Datasets limited to one-hot encoded files and analysis limited to binary classification of cross-sectional data.
Try it at: https://austinlim.shinyapps.io/DataScienceAnalyticsApp/
During an internship, I had the privilege of learning to use an automated machine learning platform called DataRobot and I was inspired by its easy-to-use point-and-click user interface yet it was able to build incredibly powerful and sophisticated models for prediction. Hence, I wanted to make an application that could help simplify the process of doing data analysis in the same vein where all users need to do is to upload a dataset, afterwhich all they need to do is choose the model settings they want to build and with the press of a button, the model evaluation is done for the user.- Shiny
- DT
- DataExplorer
- 14 different classification models:
logistic regression
xgboost
adaboost
randomforest
isolationforests
svm
knn
assocation rule mining and more
- This application is built for classification tasks, an extention of this application could be built to handle other types of tasks such as regression and anomaly detection.

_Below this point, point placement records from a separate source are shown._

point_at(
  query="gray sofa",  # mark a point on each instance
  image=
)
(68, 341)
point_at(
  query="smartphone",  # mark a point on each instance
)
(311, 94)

- This application can only take in data that has already been pre-processed, a complementary project could deal with creating the application for pre-processing the data in a point-and-click fashion similar to DataRobot's sister platform Paxata.
- This application is limited to only cross-sectional analysis. Studies have shown that using cross-sectional methods on time-series may result in inaccurate results and hence an extention could seek to implement time-series models.
- An extention of this application can look into implementation of other features such as feature selection using Boruta package and resampling methods like SMOTE to deal with class imbalances.
- Another feature that would be helpful in simplifying the process of data analysis is an analysis of the feature importance of each variable as this would help users understand their model results as opposed to treating it like a blackbox.